Not only do these free speech “warriors” demand that their opinions or fake allegations be heard on all possible platforms they choose, from Facebook to Twitter to letter columns, but they also demand that there be no objection or reaction from those they malign. They essentially demand a privileging of free speech for themselves only. For them the privileging of free speech entitles them to the right to create discomfort without the jeopardy of being held accountable. But the fact is that all constitutions and laws and treaties relating to democracy and freedom always contain braking mechanisms for free speech. John Milton puts it this way: “Those which otherwise come forth, if they be found mischievous and libelous, the fire and the executioner will be the timeliest and the most effectual remedy, that man’s prevention can use.” In Guyana’s case, Granger’s and APNU’AFC Cyber Security Act is one example of the braking mechanism that basically utilizes Milton’s remedy. Many of the free speech “warriors” today have many legal challenges in our courts against many citizens for exercising their own free speech, essentially seeking Milton’s remedy.

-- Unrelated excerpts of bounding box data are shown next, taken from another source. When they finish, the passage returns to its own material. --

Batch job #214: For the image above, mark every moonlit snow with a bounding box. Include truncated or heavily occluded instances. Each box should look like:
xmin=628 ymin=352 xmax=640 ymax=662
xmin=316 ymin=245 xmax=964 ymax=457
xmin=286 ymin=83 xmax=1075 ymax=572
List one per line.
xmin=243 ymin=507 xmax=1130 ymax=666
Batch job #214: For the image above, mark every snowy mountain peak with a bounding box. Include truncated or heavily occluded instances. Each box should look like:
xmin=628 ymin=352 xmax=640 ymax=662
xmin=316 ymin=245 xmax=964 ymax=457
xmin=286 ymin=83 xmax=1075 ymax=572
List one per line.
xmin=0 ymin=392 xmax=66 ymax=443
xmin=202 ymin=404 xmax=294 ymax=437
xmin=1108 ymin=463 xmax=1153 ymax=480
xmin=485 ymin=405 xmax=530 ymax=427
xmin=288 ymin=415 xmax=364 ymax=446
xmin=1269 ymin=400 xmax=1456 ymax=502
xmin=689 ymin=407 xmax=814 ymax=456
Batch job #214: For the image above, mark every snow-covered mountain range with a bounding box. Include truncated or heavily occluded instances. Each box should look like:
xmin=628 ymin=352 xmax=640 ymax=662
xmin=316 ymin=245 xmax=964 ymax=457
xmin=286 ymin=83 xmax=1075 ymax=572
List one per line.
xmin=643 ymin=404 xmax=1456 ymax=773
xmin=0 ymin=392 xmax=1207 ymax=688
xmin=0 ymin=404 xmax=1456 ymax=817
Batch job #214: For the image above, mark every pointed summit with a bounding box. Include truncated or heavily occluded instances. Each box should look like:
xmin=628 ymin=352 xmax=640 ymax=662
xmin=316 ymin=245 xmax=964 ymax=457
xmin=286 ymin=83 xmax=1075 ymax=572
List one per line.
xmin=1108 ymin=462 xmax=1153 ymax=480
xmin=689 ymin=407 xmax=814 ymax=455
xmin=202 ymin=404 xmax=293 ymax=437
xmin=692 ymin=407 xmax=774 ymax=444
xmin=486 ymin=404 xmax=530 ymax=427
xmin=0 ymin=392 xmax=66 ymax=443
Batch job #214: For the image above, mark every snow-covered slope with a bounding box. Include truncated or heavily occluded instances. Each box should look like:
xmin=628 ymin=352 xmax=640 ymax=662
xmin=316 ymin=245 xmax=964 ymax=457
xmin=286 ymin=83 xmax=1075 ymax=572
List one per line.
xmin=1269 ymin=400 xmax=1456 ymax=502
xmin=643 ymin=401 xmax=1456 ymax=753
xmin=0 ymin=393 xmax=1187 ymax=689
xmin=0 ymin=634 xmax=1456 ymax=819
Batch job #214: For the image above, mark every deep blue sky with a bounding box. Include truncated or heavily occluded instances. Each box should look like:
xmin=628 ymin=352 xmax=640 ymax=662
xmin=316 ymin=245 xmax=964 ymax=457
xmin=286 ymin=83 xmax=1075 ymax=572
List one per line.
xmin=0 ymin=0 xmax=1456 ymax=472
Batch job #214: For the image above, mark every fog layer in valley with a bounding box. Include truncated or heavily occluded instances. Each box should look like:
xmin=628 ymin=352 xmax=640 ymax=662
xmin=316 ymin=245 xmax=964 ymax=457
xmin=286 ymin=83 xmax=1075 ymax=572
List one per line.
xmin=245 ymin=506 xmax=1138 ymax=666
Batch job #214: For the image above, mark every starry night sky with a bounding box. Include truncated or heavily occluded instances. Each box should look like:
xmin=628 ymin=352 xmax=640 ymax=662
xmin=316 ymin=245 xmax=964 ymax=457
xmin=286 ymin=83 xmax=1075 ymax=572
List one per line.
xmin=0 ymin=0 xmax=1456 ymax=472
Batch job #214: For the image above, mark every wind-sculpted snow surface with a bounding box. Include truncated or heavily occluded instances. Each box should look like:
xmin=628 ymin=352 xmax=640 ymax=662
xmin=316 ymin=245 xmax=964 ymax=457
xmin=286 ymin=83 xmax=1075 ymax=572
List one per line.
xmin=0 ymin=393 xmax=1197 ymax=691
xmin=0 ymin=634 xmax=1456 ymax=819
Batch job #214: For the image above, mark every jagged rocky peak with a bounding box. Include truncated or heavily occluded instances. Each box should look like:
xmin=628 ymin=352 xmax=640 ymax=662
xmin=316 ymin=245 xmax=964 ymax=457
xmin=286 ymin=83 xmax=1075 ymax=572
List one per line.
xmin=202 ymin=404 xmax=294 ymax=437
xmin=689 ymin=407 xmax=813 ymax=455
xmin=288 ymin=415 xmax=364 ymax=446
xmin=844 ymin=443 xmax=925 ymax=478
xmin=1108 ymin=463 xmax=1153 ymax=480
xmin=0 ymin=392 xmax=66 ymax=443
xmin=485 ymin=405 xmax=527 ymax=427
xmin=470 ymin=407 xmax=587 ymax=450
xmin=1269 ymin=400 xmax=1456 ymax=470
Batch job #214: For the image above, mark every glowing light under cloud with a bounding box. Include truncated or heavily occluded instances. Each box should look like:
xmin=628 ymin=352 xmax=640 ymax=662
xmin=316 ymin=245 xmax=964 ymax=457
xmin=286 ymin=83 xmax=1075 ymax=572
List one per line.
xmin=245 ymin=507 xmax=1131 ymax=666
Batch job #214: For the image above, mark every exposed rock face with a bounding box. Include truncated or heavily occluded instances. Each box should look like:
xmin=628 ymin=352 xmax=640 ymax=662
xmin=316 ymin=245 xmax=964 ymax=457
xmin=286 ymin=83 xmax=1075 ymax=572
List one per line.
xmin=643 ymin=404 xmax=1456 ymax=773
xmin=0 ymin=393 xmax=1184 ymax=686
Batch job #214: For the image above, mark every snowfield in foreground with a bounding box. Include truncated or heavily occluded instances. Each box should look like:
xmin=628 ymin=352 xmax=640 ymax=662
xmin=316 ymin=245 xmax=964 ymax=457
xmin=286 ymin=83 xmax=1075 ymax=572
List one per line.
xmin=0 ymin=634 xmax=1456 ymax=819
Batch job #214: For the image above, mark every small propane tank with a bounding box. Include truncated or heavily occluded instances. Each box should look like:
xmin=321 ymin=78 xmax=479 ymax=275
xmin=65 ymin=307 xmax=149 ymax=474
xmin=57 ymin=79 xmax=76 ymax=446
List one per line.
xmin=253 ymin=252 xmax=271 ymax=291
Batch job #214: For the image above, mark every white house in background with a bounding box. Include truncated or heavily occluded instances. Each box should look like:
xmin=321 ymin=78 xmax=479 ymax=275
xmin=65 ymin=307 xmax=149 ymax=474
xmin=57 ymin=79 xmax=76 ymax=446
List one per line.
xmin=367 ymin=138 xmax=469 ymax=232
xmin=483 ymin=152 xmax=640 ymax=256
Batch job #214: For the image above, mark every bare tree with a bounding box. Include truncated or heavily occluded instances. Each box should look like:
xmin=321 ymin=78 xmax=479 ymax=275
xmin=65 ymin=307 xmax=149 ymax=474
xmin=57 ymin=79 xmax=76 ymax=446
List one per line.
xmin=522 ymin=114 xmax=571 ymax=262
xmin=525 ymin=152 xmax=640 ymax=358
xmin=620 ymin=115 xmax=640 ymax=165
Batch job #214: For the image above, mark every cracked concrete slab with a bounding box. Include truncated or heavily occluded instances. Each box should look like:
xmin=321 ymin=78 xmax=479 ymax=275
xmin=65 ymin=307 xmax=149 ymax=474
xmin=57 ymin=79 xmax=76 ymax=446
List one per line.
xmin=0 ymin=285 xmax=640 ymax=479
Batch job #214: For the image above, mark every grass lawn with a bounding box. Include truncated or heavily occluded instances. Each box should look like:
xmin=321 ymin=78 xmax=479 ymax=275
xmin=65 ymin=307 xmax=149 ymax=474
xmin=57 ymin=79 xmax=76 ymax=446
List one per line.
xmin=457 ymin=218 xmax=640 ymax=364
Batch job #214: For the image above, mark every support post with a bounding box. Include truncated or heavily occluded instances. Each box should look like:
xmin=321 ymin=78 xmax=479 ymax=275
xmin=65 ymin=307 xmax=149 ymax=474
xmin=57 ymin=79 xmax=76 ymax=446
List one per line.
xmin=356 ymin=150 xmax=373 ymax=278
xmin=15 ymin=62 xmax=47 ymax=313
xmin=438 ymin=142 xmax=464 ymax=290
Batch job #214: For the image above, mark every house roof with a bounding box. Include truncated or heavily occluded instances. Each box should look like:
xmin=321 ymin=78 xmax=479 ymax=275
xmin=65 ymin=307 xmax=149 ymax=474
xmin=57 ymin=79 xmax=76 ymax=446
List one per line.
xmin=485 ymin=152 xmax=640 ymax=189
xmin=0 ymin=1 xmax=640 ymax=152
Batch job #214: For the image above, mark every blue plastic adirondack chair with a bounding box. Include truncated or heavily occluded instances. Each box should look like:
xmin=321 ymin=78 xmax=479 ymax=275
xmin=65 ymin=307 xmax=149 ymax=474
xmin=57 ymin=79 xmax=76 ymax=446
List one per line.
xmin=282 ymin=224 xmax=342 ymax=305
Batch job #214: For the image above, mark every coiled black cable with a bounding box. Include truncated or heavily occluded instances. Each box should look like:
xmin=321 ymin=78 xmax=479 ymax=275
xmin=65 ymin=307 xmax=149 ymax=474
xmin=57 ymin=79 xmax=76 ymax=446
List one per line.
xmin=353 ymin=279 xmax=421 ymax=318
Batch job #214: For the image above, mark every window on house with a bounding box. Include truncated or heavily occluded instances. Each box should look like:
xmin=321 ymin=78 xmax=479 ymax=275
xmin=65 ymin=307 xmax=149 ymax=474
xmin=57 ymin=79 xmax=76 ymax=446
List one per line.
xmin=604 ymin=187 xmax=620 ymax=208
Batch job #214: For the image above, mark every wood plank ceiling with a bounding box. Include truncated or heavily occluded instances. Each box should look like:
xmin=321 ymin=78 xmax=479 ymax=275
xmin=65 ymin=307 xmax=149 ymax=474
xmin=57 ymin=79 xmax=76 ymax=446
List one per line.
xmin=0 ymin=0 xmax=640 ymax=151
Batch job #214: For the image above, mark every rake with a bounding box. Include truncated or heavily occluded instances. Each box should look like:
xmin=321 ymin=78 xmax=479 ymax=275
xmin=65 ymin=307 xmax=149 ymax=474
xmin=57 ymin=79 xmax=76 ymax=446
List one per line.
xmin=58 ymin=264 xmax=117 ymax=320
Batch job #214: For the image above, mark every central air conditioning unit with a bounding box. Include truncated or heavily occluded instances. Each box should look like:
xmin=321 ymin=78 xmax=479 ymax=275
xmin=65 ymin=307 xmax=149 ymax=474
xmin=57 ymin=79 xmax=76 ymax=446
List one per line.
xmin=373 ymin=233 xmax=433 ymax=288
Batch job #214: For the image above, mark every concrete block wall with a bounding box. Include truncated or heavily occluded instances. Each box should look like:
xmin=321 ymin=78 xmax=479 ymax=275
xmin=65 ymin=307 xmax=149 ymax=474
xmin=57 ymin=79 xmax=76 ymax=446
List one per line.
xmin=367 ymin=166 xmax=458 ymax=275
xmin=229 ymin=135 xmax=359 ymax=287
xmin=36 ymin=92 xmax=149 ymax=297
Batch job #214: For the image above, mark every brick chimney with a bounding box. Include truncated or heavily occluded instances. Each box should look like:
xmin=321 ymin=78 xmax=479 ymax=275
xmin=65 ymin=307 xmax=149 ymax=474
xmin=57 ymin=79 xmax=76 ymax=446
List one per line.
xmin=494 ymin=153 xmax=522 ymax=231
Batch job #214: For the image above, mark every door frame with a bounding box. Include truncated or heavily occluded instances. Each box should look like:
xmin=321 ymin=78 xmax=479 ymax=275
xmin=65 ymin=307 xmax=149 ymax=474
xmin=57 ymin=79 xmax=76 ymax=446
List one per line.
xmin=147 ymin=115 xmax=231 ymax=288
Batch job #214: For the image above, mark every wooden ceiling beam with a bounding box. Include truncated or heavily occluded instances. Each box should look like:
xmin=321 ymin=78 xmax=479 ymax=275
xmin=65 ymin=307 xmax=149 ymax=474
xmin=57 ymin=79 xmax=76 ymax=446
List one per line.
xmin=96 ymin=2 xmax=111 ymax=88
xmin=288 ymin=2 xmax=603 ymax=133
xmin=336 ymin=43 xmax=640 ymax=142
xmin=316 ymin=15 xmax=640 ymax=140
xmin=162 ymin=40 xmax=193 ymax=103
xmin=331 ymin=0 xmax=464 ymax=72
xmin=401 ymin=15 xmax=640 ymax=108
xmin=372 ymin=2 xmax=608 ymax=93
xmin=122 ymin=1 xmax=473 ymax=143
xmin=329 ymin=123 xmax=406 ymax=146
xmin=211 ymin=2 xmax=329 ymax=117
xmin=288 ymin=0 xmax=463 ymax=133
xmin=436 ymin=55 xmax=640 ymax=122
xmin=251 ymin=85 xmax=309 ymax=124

Freedom of speech is freedom to speak, not a right to speak without consequences. A moral right to express unpopular opinions is not a moral right to recklessly malign other people without justification and without facing consequences. The present free speech warriors demand their right while preventing the maligned from confronting them. They seek to invoke the fundamental conflict between what the ancient Greeks called isegoria, on the one hand, and parrhesia, on the other. In ancient Athens, isegoria described the equal right of citizens to participate in public debate; parrhesia, the license to say what one pleased, how and when one pleased, and to whom, and without consequences. Because the internet is inherently a global communications system, “bad” speech can arise from foreign as well as domestic sources. The ubiquity and structure of this newest and most powerful communications technology magnify free speech harms exponentially beyond anything we have encountered before.

Guyana’s laws, and the laws of almost every country, argue that, if it is left unchecked, the very existence of democracy is at risk. It is for this reason that Guyana’s laws remove the ability to hide in another country for those who exercise the ancient Greek’s parrhesia. Democracy is messy enough with isegoria; it is under fatal threat under parrhesia.